I can find that stillness within myself that makes all of this all so trivial, so much dreck. It does not completely take away the pain of betrayal. But it’s a comfort knowing that I know ME and nobody can take me from me. I mean sure my body is going to start to betray me – but it’s only flesh – it’s not my spirit. Yes I’d like to find a companion – it would be nice to have someone to talk to – someone to hold me…but somehow no one is going to be able to convince me that I won’t get hurt again. Stupid of me to want a guarantee – I KNOW there is NO GUARANTEE – but why is it I feel like there is simply no one out there who is going to be worthy of my trust, a good partner, someone who is really going to love *ME* and not stray. I mean I feel so stupid for wanting this. Why can’t I be more progressive, again trying to become Colette (whom I’ve admired since I began writing) – not minding the occasional fling, knowing it somehow has it’s place – but does it? Is the ONLY reason my mind recoils at this idea is because of STDs or worse, AIDS? Or is it something more insidious than that? The ultimate I don’t want to be left holding the bag again?

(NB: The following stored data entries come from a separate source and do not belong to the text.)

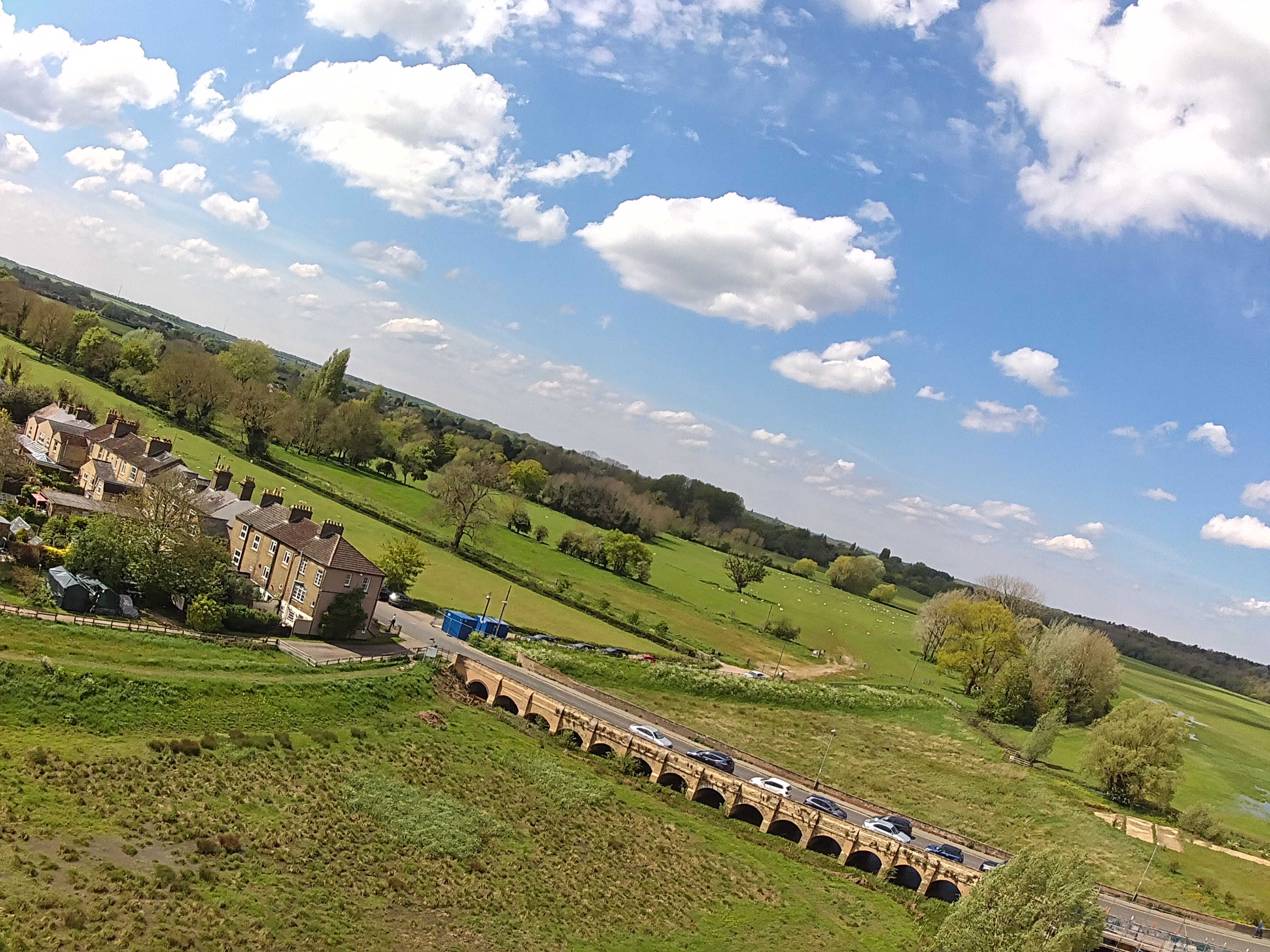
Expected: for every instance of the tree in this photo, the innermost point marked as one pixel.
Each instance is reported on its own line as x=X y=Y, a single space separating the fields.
x=464 y=497
x=529 y=478
x=1081 y=668
x=806 y=568
x=343 y=616
x=1009 y=696
x=745 y=571
x=858 y=574
x=1015 y=593
x=1136 y=753
x=249 y=360
x=1042 y=739
x=981 y=639
x=402 y=560
x=1039 y=902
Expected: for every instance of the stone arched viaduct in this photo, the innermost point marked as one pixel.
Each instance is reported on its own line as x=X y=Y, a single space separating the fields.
x=812 y=829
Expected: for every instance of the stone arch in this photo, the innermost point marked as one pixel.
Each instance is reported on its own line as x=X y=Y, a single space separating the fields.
x=906 y=876
x=828 y=846
x=865 y=860
x=787 y=829
x=709 y=796
x=673 y=781
x=945 y=890
x=747 y=813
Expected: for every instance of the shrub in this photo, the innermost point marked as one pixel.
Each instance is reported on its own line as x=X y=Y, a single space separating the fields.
x=249 y=620
x=205 y=614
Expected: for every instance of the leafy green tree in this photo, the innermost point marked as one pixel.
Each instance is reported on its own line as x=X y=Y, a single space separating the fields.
x=806 y=568
x=402 y=560
x=527 y=478
x=1042 y=739
x=1135 y=755
x=856 y=574
x=745 y=572
x=343 y=616
x=982 y=638
x=1039 y=902
x=249 y=360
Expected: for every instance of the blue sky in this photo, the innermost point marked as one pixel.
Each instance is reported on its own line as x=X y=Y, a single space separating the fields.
x=733 y=239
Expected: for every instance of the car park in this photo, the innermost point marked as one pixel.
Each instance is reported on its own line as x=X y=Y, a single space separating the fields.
x=826 y=805
x=774 y=785
x=653 y=734
x=948 y=851
x=887 y=829
x=714 y=758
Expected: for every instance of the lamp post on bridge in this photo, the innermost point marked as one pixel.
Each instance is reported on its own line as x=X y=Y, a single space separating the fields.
x=826 y=757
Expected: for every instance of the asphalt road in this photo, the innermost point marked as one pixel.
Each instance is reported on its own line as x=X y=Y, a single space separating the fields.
x=1156 y=931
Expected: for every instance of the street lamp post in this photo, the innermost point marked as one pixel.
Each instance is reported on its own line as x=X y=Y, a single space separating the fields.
x=826 y=757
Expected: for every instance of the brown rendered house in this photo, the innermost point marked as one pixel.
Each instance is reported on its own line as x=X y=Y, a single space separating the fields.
x=301 y=564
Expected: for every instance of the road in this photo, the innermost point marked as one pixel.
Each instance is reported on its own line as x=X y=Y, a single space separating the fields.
x=1173 y=933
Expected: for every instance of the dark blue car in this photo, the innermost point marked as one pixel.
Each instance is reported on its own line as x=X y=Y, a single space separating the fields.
x=948 y=851
x=826 y=805
x=713 y=758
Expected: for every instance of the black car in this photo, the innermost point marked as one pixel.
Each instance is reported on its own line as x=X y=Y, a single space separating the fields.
x=828 y=807
x=713 y=758
x=399 y=600
x=948 y=851
x=901 y=824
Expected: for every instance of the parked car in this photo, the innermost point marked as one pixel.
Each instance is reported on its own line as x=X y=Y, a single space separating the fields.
x=901 y=823
x=714 y=758
x=887 y=829
x=827 y=807
x=648 y=733
x=399 y=600
x=948 y=851
x=774 y=785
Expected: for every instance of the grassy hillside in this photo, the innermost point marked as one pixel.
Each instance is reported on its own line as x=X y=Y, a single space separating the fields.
x=353 y=824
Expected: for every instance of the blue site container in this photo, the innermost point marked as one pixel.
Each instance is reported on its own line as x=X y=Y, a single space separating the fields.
x=459 y=625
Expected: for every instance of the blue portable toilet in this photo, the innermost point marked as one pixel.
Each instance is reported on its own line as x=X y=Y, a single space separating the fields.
x=459 y=625
x=492 y=628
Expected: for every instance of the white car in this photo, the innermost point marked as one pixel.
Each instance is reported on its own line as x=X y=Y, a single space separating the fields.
x=887 y=829
x=653 y=734
x=774 y=785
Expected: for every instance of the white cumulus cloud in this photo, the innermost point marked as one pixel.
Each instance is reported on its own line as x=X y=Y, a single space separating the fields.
x=1214 y=436
x=991 y=417
x=1241 y=531
x=1152 y=113
x=246 y=214
x=88 y=84
x=1071 y=546
x=1033 y=367
x=748 y=259
x=393 y=259
x=839 y=367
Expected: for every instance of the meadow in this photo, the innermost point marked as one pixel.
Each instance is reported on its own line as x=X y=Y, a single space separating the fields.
x=323 y=814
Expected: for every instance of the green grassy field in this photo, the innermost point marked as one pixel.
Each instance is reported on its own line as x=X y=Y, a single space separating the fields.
x=360 y=827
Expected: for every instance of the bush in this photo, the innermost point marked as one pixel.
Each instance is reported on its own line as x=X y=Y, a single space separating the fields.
x=249 y=620
x=205 y=615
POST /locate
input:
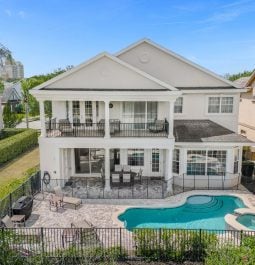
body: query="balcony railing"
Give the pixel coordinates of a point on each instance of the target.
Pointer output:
(74, 130)
(117, 129)
(154, 129)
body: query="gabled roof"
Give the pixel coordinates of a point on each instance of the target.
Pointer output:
(55, 83)
(205, 131)
(251, 79)
(177, 56)
(8, 93)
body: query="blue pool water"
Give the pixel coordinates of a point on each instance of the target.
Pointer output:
(200, 211)
(247, 220)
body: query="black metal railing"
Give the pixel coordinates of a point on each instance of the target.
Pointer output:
(139, 129)
(88, 129)
(31, 186)
(224, 181)
(96, 245)
(94, 188)
(116, 128)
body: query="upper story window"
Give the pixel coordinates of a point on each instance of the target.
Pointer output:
(220, 105)
(178, 105)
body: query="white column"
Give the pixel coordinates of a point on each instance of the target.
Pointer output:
(170, 118)
(107, 169)
(1, 116)
(107, 117)
(42, 118)
(168, 170)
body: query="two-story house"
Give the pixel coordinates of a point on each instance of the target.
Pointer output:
(144, 109)
(247, 112)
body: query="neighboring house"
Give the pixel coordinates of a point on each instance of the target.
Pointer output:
(1, 115)
(247, 111)
(12, 94)
(144, 107)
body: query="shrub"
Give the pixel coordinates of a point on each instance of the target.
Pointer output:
(5, 133)
(17, 144)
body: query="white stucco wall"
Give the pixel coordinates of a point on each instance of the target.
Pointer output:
(105, 73)
(168, 68)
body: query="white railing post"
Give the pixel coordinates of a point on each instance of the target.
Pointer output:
(107, 169)
(42, 118)
(107, 118)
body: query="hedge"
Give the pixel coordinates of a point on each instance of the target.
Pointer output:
(15, 145)
(5, 133)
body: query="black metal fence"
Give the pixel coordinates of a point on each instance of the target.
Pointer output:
(94, 188)
(226, 181)
(30, 187)
(95, 245)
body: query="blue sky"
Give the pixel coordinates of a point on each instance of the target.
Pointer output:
(48, 34)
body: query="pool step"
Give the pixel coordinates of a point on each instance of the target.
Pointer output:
(213, 205)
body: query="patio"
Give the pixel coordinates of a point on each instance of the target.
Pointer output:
(93, 188)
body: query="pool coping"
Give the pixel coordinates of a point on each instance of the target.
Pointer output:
(182, 198)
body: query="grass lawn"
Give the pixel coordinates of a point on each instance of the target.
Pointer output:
(16, 169)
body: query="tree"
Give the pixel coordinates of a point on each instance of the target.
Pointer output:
(9, 117)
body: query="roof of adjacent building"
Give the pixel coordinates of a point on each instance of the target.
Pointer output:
(12, 90)
(205, 131)
(242, 81)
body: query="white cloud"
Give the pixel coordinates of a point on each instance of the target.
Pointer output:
(21, 14)
(8, 12)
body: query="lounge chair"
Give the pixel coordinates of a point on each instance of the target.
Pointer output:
(68, 200)
(126, 178)
(117, 168)
(115, 178)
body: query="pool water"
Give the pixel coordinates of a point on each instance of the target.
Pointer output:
(247, 220)
(199, 212)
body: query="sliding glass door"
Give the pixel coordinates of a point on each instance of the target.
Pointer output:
(88, 160)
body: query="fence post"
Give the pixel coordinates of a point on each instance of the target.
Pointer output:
(42, 240)
(194, 183)
(147, 187)
(162, 187)
(241, 238)
(10, 204)
(23, 189)
(120, 241)
(183, 182)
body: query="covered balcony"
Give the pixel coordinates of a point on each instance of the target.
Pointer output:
(108, 119)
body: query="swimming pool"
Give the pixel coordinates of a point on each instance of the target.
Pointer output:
(199, 211)
(247, 220)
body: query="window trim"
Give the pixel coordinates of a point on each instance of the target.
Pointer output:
(220, 113)
(206, 160)
(179, 113)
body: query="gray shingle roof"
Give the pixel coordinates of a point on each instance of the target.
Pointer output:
(205, 131)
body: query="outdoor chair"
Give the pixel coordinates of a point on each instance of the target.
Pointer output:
(65, 126)
(157, 126)
(115, 178)
(68, 200)
(126, 168)
(117, 168)
(126, 178)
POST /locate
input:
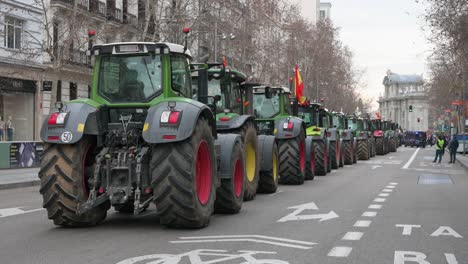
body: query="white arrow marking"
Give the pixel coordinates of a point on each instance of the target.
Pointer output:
(15, 211)
(247, 238)
(294, 216)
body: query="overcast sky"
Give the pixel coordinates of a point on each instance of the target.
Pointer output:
(383, 34)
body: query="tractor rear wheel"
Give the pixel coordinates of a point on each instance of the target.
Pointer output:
(269, 179)
(335, 154)
(321, 157)
(248, 133)
(230, 195)
(379, 146)
(349, 152)
(184, 179)
(292, 160)
(64, 174)
(363, 149)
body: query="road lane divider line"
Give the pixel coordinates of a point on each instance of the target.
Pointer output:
(340, 252)
(362, 223)
(353, 236)
(406, 166)
(369, 214)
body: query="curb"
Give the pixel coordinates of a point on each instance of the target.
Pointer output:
(15, 185)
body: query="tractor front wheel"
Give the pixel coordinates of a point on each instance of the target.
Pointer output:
(184, 179)
(292, 158)
(230, 195)
(64, 174)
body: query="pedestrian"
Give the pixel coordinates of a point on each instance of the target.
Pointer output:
(440, 145)
(453, 146)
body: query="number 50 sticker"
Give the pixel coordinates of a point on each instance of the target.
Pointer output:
(66, 137)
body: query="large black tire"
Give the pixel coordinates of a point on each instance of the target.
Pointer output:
(292, 160)
(321, 158)
(349, 152)
(269, 179)
(174, 168)
(230, 195)
(392, 145)
(363, 149)
(335, 154)
(64, 183)
(248, 133)
(379, 146)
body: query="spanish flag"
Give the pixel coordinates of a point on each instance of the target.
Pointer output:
(299, 86)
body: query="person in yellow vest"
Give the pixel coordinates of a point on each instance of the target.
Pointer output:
(440, 146)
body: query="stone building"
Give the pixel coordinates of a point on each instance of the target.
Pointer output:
(403, 92)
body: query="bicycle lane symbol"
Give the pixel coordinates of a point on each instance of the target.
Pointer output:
(195, 257)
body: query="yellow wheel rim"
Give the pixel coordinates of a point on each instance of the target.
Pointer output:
(251, 162)
(275, 168)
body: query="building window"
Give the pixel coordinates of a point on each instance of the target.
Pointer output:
(13, 31)
(73, 91)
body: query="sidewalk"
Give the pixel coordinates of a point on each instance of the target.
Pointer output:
(17, 178)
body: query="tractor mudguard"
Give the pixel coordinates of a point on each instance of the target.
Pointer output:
(227, 143)
(309, 148)
(265, 148)
(154, 132)
(282, 133)
(235, 122)
(76, 124)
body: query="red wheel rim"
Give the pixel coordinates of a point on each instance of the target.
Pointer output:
(312, 161)
(203, 172)
(238, 178)
(302, 156)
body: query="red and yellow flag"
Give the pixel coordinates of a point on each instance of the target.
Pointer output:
(299, 86)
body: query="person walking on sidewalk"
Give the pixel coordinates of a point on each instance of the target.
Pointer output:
(453, 146)
(440, 146)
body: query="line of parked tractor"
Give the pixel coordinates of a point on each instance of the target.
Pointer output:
(149, 134)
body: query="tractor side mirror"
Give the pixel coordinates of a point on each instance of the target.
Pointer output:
(268, 93)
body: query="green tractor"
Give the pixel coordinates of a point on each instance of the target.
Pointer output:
(380, 137)
(317, 142)
(272, 109)
(225, 85)
(141, 138)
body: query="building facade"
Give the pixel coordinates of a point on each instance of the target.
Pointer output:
(405, 101)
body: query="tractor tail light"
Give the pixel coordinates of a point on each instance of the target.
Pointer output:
(288, 126)
(170, 117)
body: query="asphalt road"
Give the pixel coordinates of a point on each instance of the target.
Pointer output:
(377, 213)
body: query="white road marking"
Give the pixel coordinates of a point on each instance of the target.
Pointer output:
(295, 215)
(340, 252)
(451, 258)
(362, 223)
(411, 159)
(380, 200)
(16, 211)
(369, 214)
(352, 236)
(407, 229)
(246, 238)
(277, 192)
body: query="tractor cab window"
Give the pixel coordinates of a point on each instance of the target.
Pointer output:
(266, 107)
(130, 78)
(214, 88)
(180, 75)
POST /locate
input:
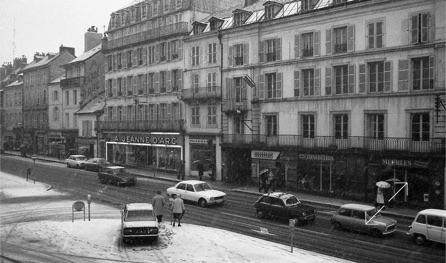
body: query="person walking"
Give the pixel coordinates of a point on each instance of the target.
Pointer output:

And of course *HE* is still out there in my universe too, trying to ‘reel’ me back in – what a farce – he used to write when he was cheating on me about how I (he referred to me then as his girl-friend in his on-line journal) – used to reel *HIM* in - well you know what, I am not a fish to be caught, or a prize to be won. There may still be remnants of love/like/familiarity in my heart towards this bastard, but like cob-webs it’s nothing that can’t be swept away with a good spring cleaning (hopefully that will appear in the form of a 'decent' man). ^_^

1 Comments:

Blogger Bud said...

Collette, thanks for sharing your dream and your thoughts. It's very illuminating to me. I like to write songs about just this sort of thing. I'll read you regularly now. I want to think some more about how to respond but I wanted to let you know I'm reading and caring.